Let me tell you....it is devastating! The mere belief that someone would ever think of me as a harmful person is beyond words! Now, imagine if that person not only puts it in writing, but testifies to it.
Grasping the idea that someone would think of me as being hurtful to anyone, especially with anyone I care about, or to an elderly person, a child, a sick person, or to any animal is unequivocally shocking and beyond belief.
I know I would never, ever hurt or ever bring harm to anyone. I trust in God helping me through this difficult time and I pray that others will see the Lord shine through me, for I am His instrument.
Praise the Lord.
Tuesday, February 16, 2010, 9:54 PM
This past Valentine's Day, I learned of a "friend's" passing....I put it in quotes because we were just getting to know each other. We met several weeks ago at the start of the spring semester. We were classmates, but there was a genuine "like" between us. I felt an immediate comfortableness with John. He was the first person I met in my new class. Unbeknown to either of us, I found out we shared some deep affection and admiration for mutual friends!
In the short time I knew John, I saw an intense, warm, funny, brilliant, talented, somewhat shy, and caring person. He was working at the same educational institution as me and we sat in the same class once a week. I gave him a ride in my car once -- taking him the "local" route just so that I could have his company during the car ride back home from our evening class.

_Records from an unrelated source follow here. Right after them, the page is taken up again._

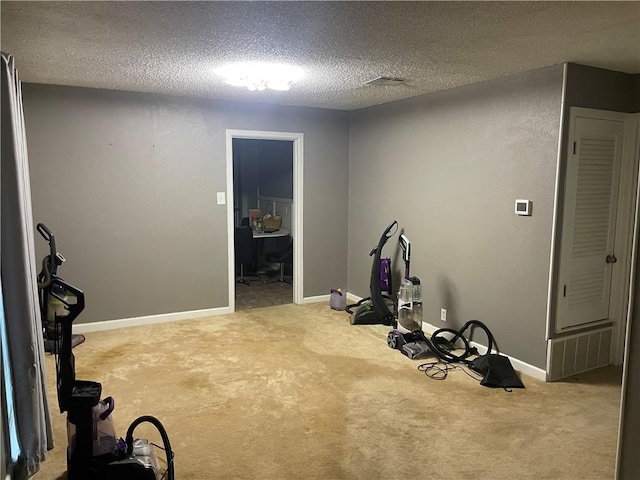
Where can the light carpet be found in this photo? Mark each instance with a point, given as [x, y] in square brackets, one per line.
[296, 392]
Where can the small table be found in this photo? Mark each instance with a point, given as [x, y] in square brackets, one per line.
[281, 232]
[261, 236]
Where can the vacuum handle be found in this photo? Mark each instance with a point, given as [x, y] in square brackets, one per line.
[44, 231]
[49, 237]
[111, 404]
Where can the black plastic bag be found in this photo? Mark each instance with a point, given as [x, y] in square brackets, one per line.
[497, 370]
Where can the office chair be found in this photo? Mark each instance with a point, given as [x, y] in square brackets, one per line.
[245, 253]
[284, 256]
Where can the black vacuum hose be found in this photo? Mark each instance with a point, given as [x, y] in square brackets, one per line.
[163, 434]
[446, 354]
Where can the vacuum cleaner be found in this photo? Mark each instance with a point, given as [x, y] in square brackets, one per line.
[50, 306]
[94, 452]
[408, 336]
[377, 308]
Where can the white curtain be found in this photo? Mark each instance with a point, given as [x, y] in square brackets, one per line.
[26, 419]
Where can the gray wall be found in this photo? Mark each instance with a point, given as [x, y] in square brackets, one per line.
[448, 167]
[128, 184]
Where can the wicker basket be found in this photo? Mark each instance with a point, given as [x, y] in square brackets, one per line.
[272, 222]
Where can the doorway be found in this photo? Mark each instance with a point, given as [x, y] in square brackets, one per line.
[595, 257]
[239, 203]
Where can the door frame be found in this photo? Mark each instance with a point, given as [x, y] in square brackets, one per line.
[626, 224]
[297, 210]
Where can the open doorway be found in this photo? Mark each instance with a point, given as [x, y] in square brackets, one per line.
[264, 191]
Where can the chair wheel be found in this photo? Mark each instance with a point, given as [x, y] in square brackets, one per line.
[392, 340]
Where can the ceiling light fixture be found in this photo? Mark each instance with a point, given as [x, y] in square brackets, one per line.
[260, 75]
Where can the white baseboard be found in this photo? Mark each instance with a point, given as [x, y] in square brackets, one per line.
[316, 299]
[148, 320]
[353, 298]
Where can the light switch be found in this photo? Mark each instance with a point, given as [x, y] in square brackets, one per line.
[523, 207]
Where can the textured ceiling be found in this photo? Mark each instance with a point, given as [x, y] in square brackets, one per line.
[173, 47]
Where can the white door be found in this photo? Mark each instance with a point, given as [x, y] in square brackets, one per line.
[587, 256]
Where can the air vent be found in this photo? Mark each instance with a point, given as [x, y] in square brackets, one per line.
[385, 81]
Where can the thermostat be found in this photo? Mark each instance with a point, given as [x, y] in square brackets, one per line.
[523, 207]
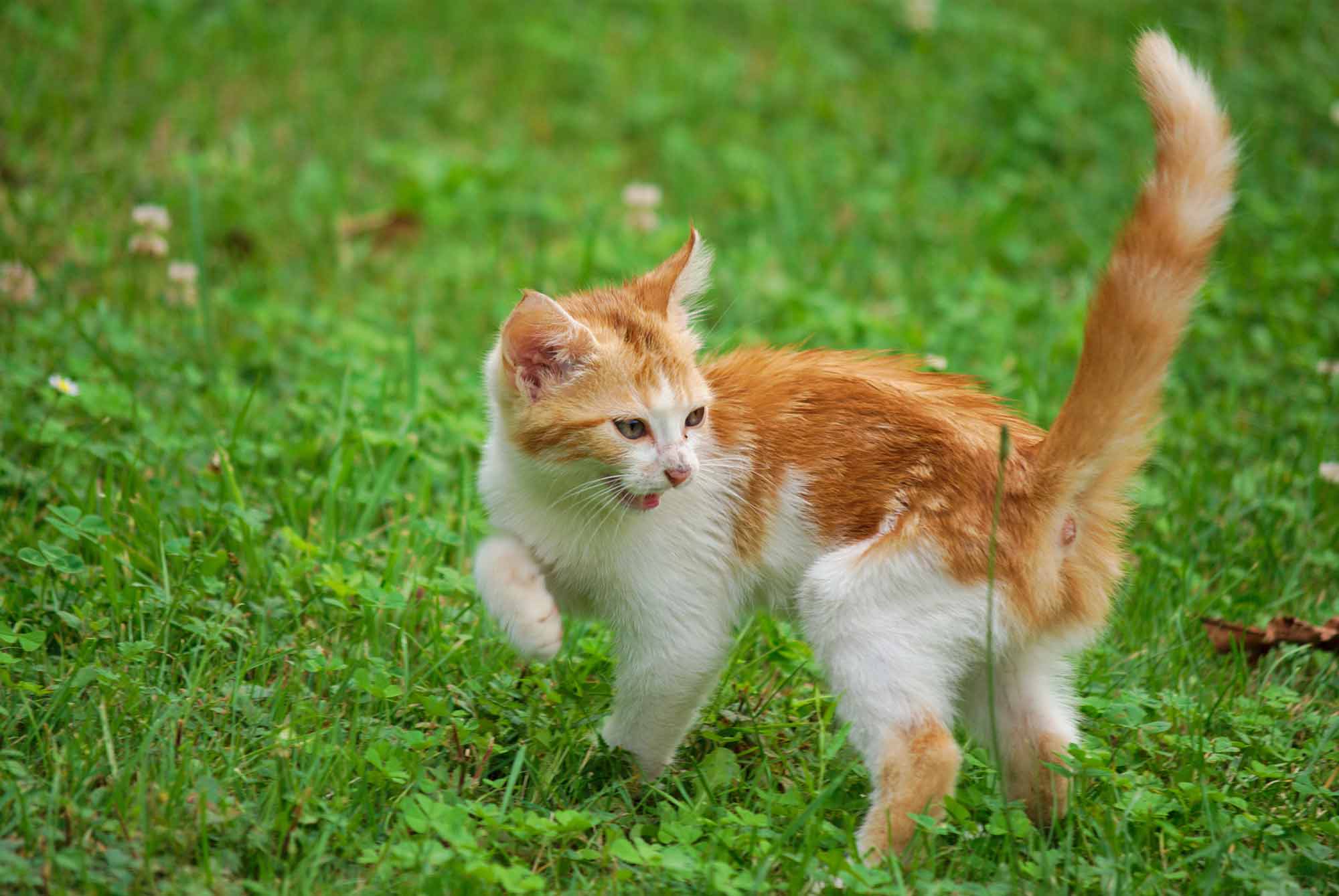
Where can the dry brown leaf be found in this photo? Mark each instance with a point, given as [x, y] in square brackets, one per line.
[385, 228]
[1282, 630]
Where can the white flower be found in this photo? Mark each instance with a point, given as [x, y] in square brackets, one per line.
[65, 385]
[183, 272]
[921, 15]
[181, 284]
[149, 244]
[642, 195]
[18, 284]
[151, 217]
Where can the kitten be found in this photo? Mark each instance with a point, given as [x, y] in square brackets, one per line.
[669, 497]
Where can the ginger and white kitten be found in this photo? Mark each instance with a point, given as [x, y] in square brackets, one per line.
[669, 497]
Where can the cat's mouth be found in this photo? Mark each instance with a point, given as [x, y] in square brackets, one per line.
[634, 501]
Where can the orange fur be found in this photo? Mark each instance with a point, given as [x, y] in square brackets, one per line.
[919, 770]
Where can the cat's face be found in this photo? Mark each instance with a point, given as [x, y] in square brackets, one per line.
[603, 388]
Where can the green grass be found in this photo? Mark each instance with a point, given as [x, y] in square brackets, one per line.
[272, 676]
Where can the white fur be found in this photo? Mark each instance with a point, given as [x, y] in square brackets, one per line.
[696, 277]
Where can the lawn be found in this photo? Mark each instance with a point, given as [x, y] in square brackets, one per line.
[240, 645]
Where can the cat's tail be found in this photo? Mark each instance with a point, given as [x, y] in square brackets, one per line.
[1141, 305]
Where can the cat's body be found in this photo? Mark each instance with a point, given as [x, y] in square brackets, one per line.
[844, 490]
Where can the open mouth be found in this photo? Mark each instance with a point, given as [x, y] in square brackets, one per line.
[634, 501]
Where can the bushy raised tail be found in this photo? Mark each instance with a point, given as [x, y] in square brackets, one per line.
[1141, 305]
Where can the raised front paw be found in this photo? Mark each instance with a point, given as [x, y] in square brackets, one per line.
[512, 586]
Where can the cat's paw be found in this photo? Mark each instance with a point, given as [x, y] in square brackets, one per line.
[512, 586]
[651, 764]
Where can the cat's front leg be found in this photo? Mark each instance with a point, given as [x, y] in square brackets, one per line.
[514, 590]
[666, 673]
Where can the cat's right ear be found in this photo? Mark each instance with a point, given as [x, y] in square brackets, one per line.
[543, 345]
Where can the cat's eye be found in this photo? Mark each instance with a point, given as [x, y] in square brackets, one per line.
[631, 428]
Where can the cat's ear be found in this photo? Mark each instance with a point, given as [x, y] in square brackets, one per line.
[678, 280]
[543, 345]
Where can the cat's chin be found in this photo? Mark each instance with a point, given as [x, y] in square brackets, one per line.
[637, 502]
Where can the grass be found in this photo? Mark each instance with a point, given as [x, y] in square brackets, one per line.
[240, 650]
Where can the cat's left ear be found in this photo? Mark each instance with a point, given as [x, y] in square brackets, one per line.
[672, 288]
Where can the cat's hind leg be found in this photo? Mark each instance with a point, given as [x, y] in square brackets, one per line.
[895, 634]
[512, 586]
[1033, 725]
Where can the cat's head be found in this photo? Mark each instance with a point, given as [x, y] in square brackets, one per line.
[603, 385]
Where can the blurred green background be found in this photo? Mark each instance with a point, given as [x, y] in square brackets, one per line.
[240, 650]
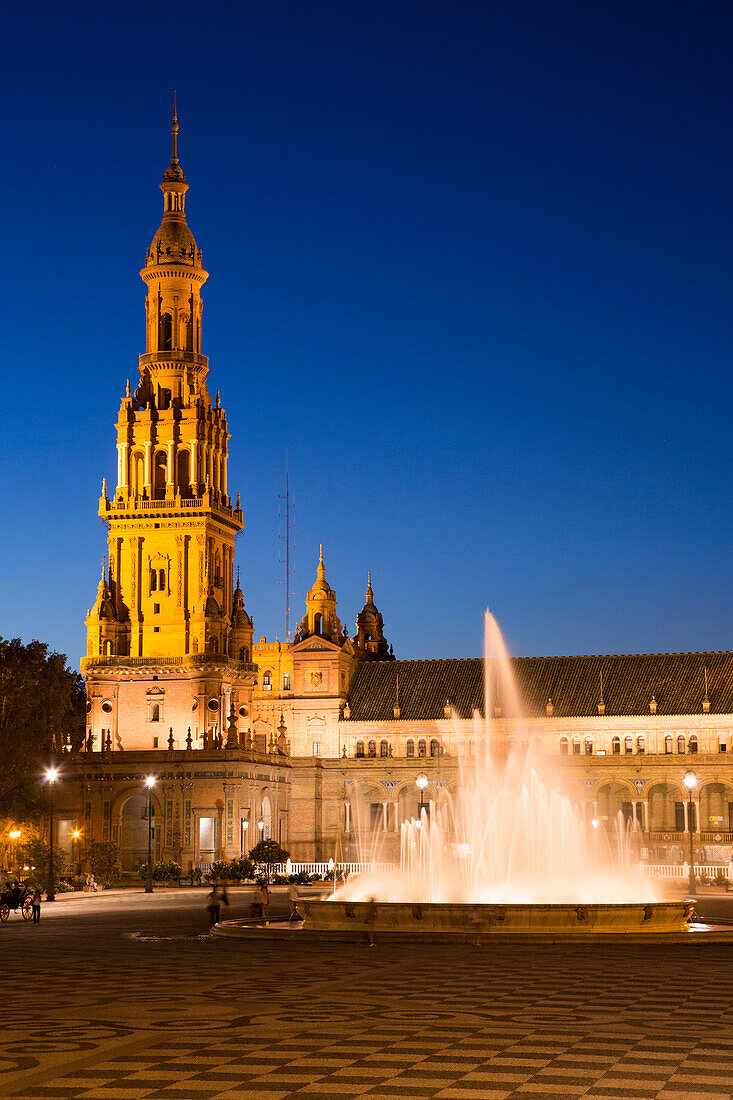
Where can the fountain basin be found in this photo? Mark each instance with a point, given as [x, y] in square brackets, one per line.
[566, 920]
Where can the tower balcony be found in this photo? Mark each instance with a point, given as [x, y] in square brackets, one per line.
[190, 661]
[171, 360]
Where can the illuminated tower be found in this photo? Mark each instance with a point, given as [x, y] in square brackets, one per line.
[170, 595]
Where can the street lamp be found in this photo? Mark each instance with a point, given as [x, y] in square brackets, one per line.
[690, 782]
[422, 782]
[52, 776]
[150, 783]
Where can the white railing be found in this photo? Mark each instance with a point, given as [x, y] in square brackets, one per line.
[681, 870]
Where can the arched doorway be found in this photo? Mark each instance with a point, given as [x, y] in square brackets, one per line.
[133, 833]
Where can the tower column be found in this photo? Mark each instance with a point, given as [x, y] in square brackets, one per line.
[149, 470]
[170, 488]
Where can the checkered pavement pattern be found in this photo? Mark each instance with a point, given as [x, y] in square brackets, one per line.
[108, 1015]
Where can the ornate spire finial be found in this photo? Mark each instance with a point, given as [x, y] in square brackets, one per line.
[174, 131]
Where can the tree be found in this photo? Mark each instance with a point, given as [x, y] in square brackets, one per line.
[42, 703]
[266, 854]
[35, 855]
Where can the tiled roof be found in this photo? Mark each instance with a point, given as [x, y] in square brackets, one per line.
[573, 684]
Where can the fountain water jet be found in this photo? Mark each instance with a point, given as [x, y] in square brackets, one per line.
[509, 850]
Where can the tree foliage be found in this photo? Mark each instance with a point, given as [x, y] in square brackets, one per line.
[266, 854]
[42, 702]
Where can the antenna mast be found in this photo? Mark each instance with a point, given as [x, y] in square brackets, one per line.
[290, 547]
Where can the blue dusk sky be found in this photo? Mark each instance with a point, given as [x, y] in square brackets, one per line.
[470, 264]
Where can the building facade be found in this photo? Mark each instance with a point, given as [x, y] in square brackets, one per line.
[314, 741]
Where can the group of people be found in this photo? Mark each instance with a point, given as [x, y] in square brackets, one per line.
[260, 905]
[13, 894]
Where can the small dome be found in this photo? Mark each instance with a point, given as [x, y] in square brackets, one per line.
[174, 243]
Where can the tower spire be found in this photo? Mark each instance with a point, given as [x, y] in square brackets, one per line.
[174, 131]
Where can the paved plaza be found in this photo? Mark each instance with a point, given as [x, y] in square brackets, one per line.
[126, 996]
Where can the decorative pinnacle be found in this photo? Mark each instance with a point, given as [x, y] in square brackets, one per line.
[174, 131]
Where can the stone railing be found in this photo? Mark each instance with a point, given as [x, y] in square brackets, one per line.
[190, 660]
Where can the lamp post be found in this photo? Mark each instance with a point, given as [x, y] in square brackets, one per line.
[14, 835]
[422, 782]
[690, 782]
[52, 774]
[150, 783]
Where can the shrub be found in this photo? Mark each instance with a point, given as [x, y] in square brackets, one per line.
[165, 871]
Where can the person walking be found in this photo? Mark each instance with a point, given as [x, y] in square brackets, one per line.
[293, 897]
[264, 897]
[214, 905]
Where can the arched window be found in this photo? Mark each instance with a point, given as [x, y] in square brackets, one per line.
[160, 475]
[166, 332]
[266, 817]
[183, 479]
[138, 472]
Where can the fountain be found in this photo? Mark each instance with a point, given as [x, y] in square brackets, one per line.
[507, 856]
[507, 853]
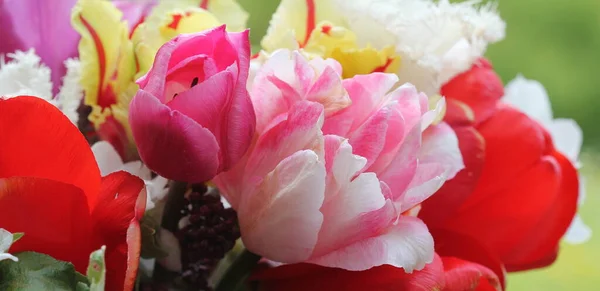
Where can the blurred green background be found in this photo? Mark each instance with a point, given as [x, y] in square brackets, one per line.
[556, 42]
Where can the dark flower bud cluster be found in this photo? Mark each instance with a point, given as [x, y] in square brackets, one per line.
[211, 233]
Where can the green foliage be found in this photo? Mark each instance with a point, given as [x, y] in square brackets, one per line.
[36, 271]
[556, 42]
[96, 272]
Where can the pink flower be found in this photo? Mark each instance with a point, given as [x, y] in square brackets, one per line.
[192, 117]
[328, 184]
[287, 77]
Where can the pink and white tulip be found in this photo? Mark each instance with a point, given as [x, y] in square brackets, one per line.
[329, 182]
[192, 117]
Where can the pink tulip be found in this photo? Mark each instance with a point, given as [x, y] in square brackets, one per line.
[327, 184]
[192, 117]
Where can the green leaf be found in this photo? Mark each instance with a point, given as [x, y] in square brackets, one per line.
[36, 271]
[150, 246]
[17, 236]
[96, 271]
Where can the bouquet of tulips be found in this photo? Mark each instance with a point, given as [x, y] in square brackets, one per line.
[364, 145]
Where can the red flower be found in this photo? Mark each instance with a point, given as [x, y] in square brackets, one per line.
[443, 274]
[51, 190]
[517, 195]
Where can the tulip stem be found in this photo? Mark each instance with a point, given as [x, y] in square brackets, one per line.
[174, 203]
[173, 206]
[235, 277]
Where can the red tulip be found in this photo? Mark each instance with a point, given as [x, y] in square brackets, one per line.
[445, 273]
[517, 194]
[51, 190]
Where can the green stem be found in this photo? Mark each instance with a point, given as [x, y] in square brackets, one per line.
[170, 221]
[237, 273]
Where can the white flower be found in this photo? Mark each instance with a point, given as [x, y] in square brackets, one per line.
[532, 99]
[109, 161]
[436, 40]
[6, 240]
[24, 74]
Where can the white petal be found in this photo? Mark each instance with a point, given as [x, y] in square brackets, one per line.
[428, 35]
[567, 137]
[6, 239]
[530, 97]
[157, 190]
[4, 256]
[440, 160]
[408, 245]
[107, 158]
[24, 74]
[71, 93]
[138, 169]
[281, 219]
[578, 232]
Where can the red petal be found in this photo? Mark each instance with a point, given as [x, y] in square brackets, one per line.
[458, 113]
[508, 153]
[39, 141]
[121, 206]
[480, 88]
[452, 195]
[114, 132]
[316, 278]
[539, 248]
[471, 251]
[462, 275]
[54, 217]
[520, 206]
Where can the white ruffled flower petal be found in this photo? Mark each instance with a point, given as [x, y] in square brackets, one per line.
[6, 240]
[436, 40]
[109, 161]
[71, 93]
[24, 74]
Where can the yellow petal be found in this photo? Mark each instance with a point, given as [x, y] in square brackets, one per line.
[327, 37]
[162, 25]
[228, 12]
[106, 55]
[194, 20]
[367, 60]
[294, 20]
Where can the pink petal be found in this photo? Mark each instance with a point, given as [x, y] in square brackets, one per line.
[170, 143]
[354, 208]
[288, 77]
[401, 170]
[26, 24]
[408, 245]
[439, 160]
[370, 138]
[280, 219]
[301, 130]
[298, 131]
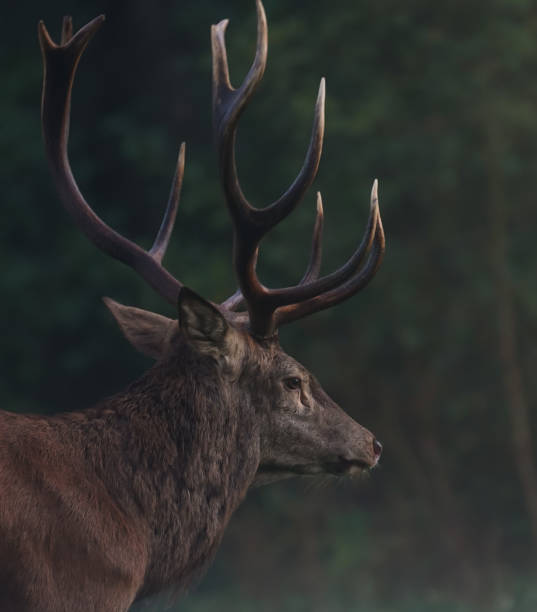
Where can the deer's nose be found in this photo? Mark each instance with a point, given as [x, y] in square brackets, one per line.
[377, 448]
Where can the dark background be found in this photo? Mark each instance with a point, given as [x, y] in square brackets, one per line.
[437, 100]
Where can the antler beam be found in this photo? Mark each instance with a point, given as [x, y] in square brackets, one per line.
[60, 63]
[269, 308]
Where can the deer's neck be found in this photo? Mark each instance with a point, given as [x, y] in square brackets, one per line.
[182, 452]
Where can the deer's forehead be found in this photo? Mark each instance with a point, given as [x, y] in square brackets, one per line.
[274, 360]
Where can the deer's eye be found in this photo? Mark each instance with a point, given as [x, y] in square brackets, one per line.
[293, 382]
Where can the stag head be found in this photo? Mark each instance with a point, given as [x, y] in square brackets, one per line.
[301, 430]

John spoke about the cost of higher education and how much "in the hole" his PhD courses were setting him back. Aghast...he told me he was paying out-of-pocket about $1,000 per credit!!! However, he was very enthusiastic about being in school. John was a "techie" guy. We also spoke about our passion for technology and the ways it can help all of us gain access to information and knowledge.
I forgot to mention what a great listener John was! He was kind in his words.
As his car ride came to an end, I asked John, "Do you have any children?" He said, "No, but I have nieces and nephews, who are like my children."
My heart goes out to his family and all those who loved him.
I will miss John! I am sure we would have been good friends!
John's passing is such a great loss. He is home now.
Tuesday, January 19, 2010, 11:51 PM
Nothing new, but discovering how to grab a thought.
Thoughts can be grabbed or be ever so elusive to grasp. Why grab a thought? Thoughts can do anything! They can make us happy, sad; they can motivate, help us learn, remember; they can heal.
Grabbing thoughts can help you focus. It also gives you a sense of "control" -- however long. It is a start. It also seems that once this is understood, i.e. what thoughts can do, it may help us stronger.
Thoughts are virturally intangible, but they can also move mountains.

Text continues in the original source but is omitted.